POV/ CLARA
Saboreamos o bolo ali mesmo, entre lençóis e orquídeas. Quando terminamos, ele se levantou e foi até o armário do quarto do clube, trazendo um pacote elegante.
— Como eu destruí o que você estava usando ontem, trouxe isso — ele disse e estendeu o vestido.
Era um modelo de seda esmeralda, fluido, exatamente do tipo que eu gostava. Ao tatear o tecido, percebi que não havia mais nada no pacote.

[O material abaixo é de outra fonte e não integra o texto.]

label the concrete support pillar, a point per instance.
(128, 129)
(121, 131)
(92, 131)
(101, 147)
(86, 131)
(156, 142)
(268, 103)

— Adrian... cadê a calcinha? — perguntei, arqueando a sobrancelha.
— Você não vai precisar dela. Quero saber que, por baixo desse tecido caro, você continua exatamente como eu te deixei: disponível para mim — ele disse, com um olhar de soslaio enquanto abotoava o próprio terno.
Fomos embora de carro. O trajeto foi silencioso e confortável, com minha mão descansando sobre a coxa dele. Chegamos na mansão exatamente no momento em que a van da escola estava encostando e os seguranças organizavam a saída das meninas.
— Eu vou levá-las até a escola com o motorista, eu já volto.
— Vá lá. Eu preciso atender um telefonema importante de Londres, encontro você lá dentro em instantes — Adrian respondeu, já pegando o celular com uma expressão profissional e fria.
As meninas, ao me verem, correram em minha direção com gritos de alegria.
— PARABÉNS, CLARA! — Geovana gritou, me abraçando com força, seguida pela pequena.
— Olha, nós compramos para você! — a menor disse, me estendendo uma caixinha.
Dentro, havia uma pulseira delicada e um colar combinando, cheios de pingentes coloridos.
— Nós que escolhemos, a tia Isadora ajudou! Você gostou? — Geovana perguntou, ansiosa.
Senti meus olhos marejarem. Aquilo valia mais do que qualquer joia de brilhantes que o Adrian pudesse comprar.
— Eu amei, minhas princesas. É o presente mais lindo do mundo — respondi, dando um beijo estalado em cada uma delas e vendo-as subir na van com sorrisos radiantes.
Acenei até que o veículo sumisse de vista. Respirei fundo, sentindo o sol da manhã de Porto Alegre, e comecei a caminhar de volta para a entrada da casa. Foi então que o cheiro me atingiu. Um odor acre de tecido queimado, subindo em uma coluna de fumaça cinzenta vinda do jardim dos fundos.
O que ele está aprontando agora?
Apertei o passo, contornando a mansão. Meu coração disparou de um jeito ruim. Quando cheguei ao pátio, estanquei. Adrian estava lá, parado diante de um grande tambor de metal. As chamas dançavam, alimentadas por cores e texturas que eu reconheceria em qualquer lugar.
— Adrian?! O que você está fazendo? — gritei, vendo-o segurar um dos meus cardigãs de lã e jogá-lo no fogo sem hesitar.
— Oie — ele me cumprimentou, ignorando meu surto.
— Adrian, você ficou louco? Essas são as minhas roupas! — completei, tentando me aproximar do tambor.
Ele nem se deu ao trabalho de desviar os olhos das chamas.
— Eram roupas que não condiziam com quem você é agora, Clara — ele respondeu com a voz calma demais.
— Cortes que não escondiam o que me pertence. Eu decidi que era hora de uma limpeza — ele sentenciou.
— Você não tem o direito! — avancei, mas ele segurou meu braço com firmeza.
Ele me puxou para o seu peito com aquela possessividade que sempre me calava.
— Você sabe que sim, mas suba para o quarto, seu novo presente está lá.